I have a DataFrame which contains the following details.
|id|Name|Country|version|
|1 |Jack|UK     |new    |
|1 |Jack|USA    |old    |
|2 |Rose|Germany|new    |
|3 |Sam |France |old    |
I would like to create a DataFrame where, if the data is duplicate based on "id" it picks the new version over the old version as so
|id|Name|Country|version|
|1 |Jack|UK     |new    |
|2 |Rose|Germany|new    |
|3 |Sam |France |old    |
What is the best way to do this in Java/Spark, or do I have to use some sort of nested SQL query?

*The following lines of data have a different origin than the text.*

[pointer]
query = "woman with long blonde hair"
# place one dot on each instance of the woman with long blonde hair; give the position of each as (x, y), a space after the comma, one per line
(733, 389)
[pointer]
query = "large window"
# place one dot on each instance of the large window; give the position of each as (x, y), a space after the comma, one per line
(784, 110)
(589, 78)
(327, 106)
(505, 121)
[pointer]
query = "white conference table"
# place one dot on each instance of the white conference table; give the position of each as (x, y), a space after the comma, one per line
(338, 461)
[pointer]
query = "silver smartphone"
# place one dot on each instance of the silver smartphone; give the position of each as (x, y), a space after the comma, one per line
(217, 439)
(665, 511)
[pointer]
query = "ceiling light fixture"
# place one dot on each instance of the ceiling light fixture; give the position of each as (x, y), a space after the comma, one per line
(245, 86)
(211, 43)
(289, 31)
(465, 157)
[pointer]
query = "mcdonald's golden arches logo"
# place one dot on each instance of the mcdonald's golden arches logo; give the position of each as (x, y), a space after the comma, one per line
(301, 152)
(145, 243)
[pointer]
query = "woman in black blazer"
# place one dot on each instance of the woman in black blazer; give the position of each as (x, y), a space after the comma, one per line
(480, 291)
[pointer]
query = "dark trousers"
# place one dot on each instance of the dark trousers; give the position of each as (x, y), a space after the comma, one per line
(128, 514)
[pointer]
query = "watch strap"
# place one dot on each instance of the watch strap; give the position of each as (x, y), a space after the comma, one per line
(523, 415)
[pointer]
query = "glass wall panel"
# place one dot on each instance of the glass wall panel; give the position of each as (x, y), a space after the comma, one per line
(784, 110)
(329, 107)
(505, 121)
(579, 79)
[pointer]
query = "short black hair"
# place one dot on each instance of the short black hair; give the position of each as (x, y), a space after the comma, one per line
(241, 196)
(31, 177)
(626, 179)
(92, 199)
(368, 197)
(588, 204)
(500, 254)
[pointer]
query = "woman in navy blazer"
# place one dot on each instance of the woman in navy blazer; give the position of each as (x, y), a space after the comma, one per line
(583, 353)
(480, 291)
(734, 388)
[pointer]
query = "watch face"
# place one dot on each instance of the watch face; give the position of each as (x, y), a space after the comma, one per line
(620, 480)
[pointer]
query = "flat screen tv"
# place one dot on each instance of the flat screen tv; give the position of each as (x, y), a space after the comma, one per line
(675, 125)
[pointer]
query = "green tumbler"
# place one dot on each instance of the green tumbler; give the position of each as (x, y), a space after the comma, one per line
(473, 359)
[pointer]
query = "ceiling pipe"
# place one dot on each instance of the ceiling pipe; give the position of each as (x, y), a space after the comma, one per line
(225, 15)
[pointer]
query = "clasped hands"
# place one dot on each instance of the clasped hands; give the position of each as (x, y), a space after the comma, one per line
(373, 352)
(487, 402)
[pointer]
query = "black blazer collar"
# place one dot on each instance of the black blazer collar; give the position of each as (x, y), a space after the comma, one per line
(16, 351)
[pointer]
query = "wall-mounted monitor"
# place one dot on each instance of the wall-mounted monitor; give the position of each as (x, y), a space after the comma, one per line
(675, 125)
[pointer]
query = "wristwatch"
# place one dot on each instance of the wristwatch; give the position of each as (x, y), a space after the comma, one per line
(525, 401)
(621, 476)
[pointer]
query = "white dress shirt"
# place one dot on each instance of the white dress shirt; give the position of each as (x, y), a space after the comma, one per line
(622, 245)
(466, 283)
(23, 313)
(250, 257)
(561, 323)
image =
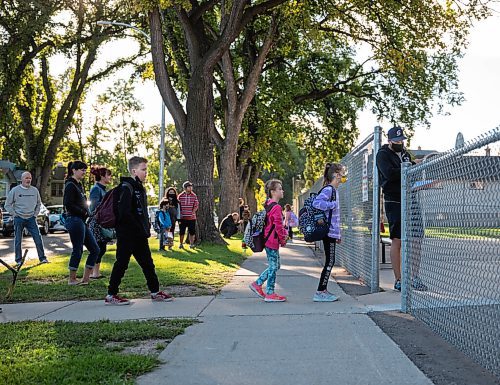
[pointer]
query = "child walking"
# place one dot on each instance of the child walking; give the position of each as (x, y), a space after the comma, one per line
(132, 233)
(165, 225)
(327, 200)
(276, 236)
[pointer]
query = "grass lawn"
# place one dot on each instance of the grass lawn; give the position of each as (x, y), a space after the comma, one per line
(187, 272)
(82, 353)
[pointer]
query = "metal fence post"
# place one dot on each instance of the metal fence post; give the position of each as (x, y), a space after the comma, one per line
(405, 279)
(374, 286)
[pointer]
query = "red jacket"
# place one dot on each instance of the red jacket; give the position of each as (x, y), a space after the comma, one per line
(189, 204)
(279, 235)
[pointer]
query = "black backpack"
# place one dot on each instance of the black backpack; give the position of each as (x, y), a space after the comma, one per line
(254, 233)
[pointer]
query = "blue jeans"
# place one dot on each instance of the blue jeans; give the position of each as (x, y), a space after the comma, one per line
(80, 235)
(273, 261)
(30, 224)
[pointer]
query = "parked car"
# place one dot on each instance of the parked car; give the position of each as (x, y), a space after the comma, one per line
(7, 225)
(55, 222)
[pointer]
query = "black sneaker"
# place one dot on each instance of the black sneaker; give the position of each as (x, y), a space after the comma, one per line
(417, 284)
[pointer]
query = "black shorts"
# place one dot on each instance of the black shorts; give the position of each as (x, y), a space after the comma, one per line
(415, 225)
(190, 224)
(393, 214)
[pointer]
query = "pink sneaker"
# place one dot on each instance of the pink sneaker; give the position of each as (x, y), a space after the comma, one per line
(257, 289)
(161, 296)
(274, 298)
(115, 300)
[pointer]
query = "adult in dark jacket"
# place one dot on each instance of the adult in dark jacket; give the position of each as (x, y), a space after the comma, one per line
(102, 176)
(77, 212)
(132, 233)
(389, 159)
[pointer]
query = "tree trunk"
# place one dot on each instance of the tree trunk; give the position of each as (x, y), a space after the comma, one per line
(198, 150)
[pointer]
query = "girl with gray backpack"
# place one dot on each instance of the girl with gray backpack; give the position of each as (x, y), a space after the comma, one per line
(328, 201)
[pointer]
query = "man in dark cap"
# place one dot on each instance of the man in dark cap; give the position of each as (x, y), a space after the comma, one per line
(188, 202)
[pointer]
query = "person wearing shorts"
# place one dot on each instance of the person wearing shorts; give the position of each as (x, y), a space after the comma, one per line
(188, 203)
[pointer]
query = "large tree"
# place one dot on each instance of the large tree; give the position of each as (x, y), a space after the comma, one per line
(226, 46)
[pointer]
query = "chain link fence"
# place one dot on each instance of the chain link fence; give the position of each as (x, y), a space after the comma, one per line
(356, 252)
(451, 246)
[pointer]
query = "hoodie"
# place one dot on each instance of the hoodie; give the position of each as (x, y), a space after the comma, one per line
(279, 235)
(133, 218)
(74, 200)
(389, 171)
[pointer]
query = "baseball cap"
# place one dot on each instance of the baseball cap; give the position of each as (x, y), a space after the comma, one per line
(396, 134)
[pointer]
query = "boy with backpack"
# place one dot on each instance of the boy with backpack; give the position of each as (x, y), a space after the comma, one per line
(163, 225)
(132, 233)
(274, 235)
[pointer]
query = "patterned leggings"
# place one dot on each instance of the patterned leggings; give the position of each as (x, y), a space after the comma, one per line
(273, 260)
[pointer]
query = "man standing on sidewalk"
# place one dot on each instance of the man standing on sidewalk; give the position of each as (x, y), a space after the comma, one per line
(23, 203)
(188, 202)
(389, 159)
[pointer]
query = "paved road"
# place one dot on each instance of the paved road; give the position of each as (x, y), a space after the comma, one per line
(54, 244)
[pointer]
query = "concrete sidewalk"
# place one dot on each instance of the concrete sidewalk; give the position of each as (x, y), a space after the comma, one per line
(243, 340)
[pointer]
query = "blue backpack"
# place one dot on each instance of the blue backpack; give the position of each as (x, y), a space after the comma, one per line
(313, 222)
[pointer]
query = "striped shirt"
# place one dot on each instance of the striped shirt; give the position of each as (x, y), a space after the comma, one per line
(189, 205)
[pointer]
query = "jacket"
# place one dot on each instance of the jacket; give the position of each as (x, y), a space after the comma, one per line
(23, 202)
(133, 218)
(324, 201)
(280, 234)
(74, 200)
(389, 171)
(97, 192)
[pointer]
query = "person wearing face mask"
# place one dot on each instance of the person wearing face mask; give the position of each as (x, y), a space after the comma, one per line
(389, 159)
(328, 201)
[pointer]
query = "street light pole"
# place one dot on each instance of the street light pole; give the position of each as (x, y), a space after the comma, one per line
(162, 129)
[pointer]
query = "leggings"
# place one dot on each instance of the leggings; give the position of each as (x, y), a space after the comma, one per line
(329, 246)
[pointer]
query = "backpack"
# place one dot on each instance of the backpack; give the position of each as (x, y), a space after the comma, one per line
(106, 212)
(294, 221)
(313, 222)
(254, 233)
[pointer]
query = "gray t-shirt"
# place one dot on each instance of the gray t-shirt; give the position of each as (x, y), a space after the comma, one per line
(23, 202)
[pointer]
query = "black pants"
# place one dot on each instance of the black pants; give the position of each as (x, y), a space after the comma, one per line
(102, 251)
(139, 248)
(329, 246)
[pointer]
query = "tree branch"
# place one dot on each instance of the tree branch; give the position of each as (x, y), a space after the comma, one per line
(162, 77)
(253, 77)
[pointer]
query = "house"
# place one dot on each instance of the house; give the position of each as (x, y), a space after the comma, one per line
(8, 176)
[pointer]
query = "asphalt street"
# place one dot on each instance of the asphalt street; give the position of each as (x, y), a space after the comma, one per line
(54, 244)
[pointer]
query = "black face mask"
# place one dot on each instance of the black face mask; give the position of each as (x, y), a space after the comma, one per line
(397, 147)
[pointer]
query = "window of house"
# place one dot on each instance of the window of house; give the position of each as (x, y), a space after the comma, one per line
(476, 185)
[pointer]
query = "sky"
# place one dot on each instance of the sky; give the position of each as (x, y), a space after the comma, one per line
(479, 80)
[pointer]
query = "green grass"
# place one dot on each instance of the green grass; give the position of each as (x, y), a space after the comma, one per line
(78, 353)
(184, 272)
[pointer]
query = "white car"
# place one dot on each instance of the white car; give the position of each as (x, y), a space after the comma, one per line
(55, 223)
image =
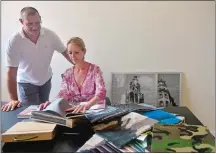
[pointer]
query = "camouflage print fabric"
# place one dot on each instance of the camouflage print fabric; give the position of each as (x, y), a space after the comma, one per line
(182, 138)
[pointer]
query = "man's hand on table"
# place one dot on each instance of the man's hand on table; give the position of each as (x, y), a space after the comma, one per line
(11, 105)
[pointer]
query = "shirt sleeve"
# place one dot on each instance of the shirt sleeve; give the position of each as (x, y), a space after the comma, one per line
(64, 89)
(12, 55)
(58, 44)
(100, 85)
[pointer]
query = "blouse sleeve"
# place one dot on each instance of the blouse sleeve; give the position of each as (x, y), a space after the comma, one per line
(64, 89)
(100, 85)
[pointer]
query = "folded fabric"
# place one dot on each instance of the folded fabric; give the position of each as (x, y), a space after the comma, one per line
(102, 148)
(96, 144)
(131, 126)
(182, 138)
(169, 121)
(158, 115)
(116, 111)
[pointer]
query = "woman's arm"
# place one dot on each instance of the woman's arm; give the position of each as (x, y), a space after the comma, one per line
(64, 92)
(100, 92)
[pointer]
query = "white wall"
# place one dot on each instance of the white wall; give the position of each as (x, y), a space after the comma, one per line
(127, 36)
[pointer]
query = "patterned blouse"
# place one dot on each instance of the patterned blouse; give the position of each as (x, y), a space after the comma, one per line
(93, 85)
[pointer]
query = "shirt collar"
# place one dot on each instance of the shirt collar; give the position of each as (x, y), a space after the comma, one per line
(23, 35)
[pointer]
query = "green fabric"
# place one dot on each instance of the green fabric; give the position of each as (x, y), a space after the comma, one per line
(182, 138)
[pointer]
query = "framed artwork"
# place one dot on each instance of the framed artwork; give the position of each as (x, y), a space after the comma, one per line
(160, 89)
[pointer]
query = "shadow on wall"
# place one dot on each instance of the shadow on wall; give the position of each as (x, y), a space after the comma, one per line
(185, 92)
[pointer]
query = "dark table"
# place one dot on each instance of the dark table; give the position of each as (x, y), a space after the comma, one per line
(67, 143)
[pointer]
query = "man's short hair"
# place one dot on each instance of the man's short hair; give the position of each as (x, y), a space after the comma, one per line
(29, 11)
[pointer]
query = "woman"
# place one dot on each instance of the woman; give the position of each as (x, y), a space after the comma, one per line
(83, 82)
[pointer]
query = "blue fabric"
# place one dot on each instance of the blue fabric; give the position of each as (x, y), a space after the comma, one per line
(158, 115)
(170, 121)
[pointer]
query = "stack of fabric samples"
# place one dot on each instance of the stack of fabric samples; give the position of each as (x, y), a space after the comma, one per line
(129, 133)
(182, 138)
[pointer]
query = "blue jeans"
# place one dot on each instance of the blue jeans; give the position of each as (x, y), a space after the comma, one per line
(32, 94)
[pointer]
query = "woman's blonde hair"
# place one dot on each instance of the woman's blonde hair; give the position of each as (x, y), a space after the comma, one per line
(78, 41)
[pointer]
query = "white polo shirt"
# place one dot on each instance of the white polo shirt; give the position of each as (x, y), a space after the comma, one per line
(33, 60)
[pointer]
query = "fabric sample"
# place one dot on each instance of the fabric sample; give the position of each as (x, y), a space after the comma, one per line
(182, 138)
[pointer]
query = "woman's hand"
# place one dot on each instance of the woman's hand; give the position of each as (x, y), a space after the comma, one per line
(44, 105)
(79, 108)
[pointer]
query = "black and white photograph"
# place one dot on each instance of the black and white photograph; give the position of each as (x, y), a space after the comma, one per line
(157, 89)
(168, 90)
(134, 88)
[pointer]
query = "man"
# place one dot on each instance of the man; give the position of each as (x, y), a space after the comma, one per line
(28, 56)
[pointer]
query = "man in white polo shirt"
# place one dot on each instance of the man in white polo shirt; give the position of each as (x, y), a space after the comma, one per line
(28, 57)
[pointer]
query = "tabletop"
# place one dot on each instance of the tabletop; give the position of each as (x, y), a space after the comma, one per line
(67, 143)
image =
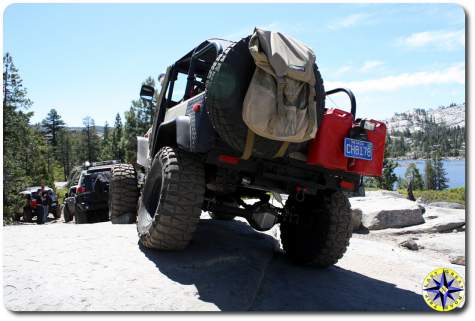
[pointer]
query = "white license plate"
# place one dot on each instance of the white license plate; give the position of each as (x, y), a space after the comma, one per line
(360, 149)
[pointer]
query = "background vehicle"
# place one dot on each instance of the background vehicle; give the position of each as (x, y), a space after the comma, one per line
(193, 160)
(30, 209)
(90, 196)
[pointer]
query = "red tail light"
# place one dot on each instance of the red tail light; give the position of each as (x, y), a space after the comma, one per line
(231, 160)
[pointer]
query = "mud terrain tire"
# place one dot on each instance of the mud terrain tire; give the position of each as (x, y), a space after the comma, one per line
(57, 212)
(226, 87)
(27, 214)
(170, 205)
(123, 194)
(322, 232)
(221, 216)
(80, 216)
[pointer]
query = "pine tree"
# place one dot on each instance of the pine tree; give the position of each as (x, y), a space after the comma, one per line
(388, 177)
(129, 139)
(51, 125)
(429, 175)
(90, 139)
(65, 152)
(144, 110)
(117, 150)
(106, 145)
(412, 173)
(24, 161)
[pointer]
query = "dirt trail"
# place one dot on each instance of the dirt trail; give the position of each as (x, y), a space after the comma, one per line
(229, 267)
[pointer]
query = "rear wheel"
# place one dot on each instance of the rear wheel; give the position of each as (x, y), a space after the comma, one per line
(171, 201)
(67, 215)
(321, 233)
(80, 216)
(123, 194)
(27, 214)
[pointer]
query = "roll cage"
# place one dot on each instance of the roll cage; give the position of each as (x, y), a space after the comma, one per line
(195, 65)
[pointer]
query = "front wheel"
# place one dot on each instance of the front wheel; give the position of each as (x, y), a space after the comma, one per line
(80, 216)
(320, 231)
(67, 215)
(170, 205)
(57, 212)
(123, 194)
(27, 214)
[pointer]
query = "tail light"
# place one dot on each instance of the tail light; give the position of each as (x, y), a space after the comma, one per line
(231, 160)
(349, 186)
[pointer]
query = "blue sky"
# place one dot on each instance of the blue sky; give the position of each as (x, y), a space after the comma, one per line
(90, 59)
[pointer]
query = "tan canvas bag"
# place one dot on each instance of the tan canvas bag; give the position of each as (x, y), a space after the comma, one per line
(280, 101)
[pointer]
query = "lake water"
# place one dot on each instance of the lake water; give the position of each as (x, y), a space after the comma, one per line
(455, 170)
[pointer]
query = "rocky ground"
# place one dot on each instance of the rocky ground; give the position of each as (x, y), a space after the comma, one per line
(229, 266)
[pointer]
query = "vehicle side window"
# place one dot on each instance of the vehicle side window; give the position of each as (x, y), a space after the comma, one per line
(179, 88)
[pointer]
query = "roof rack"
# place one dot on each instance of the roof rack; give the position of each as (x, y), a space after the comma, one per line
(109, 162)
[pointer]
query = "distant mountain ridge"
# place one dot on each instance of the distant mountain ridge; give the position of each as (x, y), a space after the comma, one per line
(415, 119)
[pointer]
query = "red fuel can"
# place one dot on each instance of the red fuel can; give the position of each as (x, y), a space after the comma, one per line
(377, 135)
(326, 149)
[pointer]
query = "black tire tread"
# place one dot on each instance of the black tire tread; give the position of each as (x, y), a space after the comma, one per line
(123, 193)
(322, 234)
(180, 202)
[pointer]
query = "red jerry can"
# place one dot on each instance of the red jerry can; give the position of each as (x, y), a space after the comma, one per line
(376, 132)
(326, 149)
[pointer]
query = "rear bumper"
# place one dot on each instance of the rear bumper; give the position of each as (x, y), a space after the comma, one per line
(284, 175)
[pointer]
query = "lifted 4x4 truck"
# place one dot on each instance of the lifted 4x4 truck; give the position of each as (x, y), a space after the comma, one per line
(192, 161)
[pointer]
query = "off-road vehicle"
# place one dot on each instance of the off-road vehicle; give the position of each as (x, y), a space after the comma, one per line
(32, 200)
(197, 158)
(91, 195)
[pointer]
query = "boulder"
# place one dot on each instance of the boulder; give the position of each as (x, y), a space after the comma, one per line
(381, 212)
(410, 245)
(447, 205)
(356, 216)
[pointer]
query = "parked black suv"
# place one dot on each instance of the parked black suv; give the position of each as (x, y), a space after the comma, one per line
(194, 159)
(91, 194)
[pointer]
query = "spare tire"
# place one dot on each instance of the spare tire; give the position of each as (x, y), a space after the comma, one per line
(226, 87)
(123, 194)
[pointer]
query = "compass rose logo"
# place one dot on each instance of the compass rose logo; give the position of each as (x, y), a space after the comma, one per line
(443, 290)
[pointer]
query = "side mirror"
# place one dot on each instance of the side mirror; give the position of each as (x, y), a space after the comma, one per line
(147, 92)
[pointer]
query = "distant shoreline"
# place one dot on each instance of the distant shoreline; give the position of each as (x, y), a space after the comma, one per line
(424, 159)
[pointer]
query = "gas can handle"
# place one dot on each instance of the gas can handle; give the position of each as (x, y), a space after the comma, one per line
(350, 95)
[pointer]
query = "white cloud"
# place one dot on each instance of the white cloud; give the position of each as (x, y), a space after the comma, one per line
(349, 21)
(370, 65)
(442, 39)
(452, 75)
(342, 70)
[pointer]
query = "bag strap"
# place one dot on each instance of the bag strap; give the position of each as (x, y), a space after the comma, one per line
(249, 145)
(250, 138)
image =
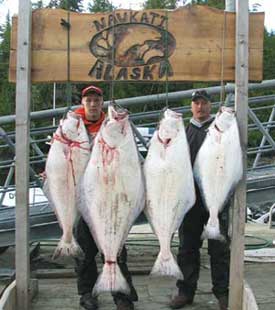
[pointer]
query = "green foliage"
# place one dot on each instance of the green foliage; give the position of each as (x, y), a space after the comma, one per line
(160, 4)
(73, 5)
(100, 6)
(213, 3)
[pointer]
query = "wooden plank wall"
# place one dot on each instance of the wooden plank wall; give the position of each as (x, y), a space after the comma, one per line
(139, 43)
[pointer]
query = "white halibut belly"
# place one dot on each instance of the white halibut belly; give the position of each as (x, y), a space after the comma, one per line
(217, 170)
(170, 194)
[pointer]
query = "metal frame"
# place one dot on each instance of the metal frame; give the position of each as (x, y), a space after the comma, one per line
(22, 150)
(236, 287)
(23, 96)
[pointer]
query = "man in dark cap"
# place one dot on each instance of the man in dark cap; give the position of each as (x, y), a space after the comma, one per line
(86, 268)
(192, 226)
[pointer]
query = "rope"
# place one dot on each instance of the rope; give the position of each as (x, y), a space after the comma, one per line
(113, 59)
(166, 60)
(67, 25)
(222, 92)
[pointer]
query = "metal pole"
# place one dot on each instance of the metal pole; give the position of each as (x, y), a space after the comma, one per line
(230, 5)
(241, 106)
(257, 158)
(23, 94)
(54, 100)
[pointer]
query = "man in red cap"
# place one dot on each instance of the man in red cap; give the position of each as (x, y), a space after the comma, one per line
(86, 268)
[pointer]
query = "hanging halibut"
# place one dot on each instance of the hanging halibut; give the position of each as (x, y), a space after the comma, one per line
(218, 167)
(66, 162)
(113, 191)
(170, 187)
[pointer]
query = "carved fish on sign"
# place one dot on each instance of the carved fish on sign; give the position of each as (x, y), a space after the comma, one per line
(141, 50)
(133, 45)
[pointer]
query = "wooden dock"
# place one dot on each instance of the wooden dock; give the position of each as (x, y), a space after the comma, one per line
(57, 282)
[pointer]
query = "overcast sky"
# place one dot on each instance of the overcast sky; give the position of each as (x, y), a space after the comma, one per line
(268, 6)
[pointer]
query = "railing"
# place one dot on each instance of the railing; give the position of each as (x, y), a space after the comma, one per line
(259, 156)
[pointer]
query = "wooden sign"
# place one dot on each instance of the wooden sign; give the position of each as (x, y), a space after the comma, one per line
(194, 43)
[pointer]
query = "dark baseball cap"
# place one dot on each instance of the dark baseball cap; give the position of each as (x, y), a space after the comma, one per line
(92, 89)
(200, 94)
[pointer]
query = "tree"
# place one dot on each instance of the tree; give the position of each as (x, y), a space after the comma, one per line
(73, 5)
(100, 6)
(218, 4)
(160, 4)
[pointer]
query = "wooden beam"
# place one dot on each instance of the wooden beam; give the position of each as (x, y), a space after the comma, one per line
(23, 94)
(241, 106)
(194, 53)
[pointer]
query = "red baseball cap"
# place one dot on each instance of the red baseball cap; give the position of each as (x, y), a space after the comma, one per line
(92, 89)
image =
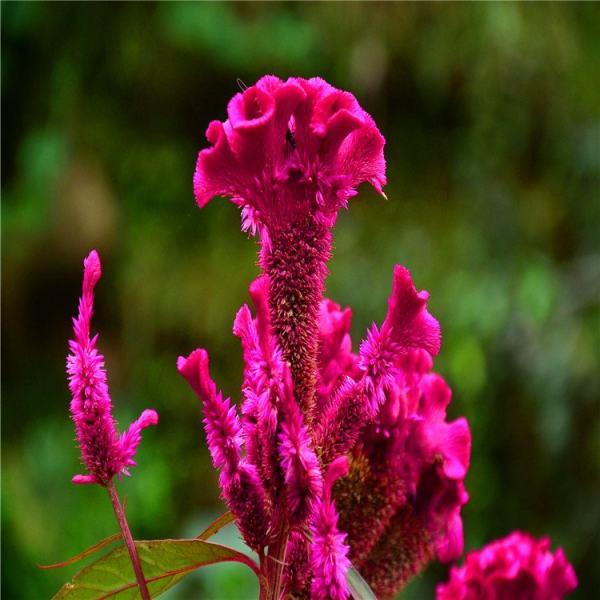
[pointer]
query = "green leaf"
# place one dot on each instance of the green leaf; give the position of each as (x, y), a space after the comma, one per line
(359, 588)
(164, 563)
(101, 544)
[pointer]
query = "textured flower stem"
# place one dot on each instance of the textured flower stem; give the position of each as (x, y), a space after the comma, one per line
(277, 563)
(135, 559)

The simplified SQL version would look something like below:
WITH new_version AS (
    SELECT
      ad.id
      ,ad.name
      ,ad.country
      ,ad.version
    FROM allData ad
    WHERE ad.version = 'new'
),
old_version AS (
    SELECT
      ad.id
      ,ad.name
      ,ad.country
      ,ad.version
    FROM allData ad
    LEF JOIN new_version nv on nv.id = ad.id
    WHERE ad.version = 'old'
      AND nv.id is null
),
SELECT id, name, country, version FROM new_version
UNION ALL
SELECT id, name, country, version FROM old_version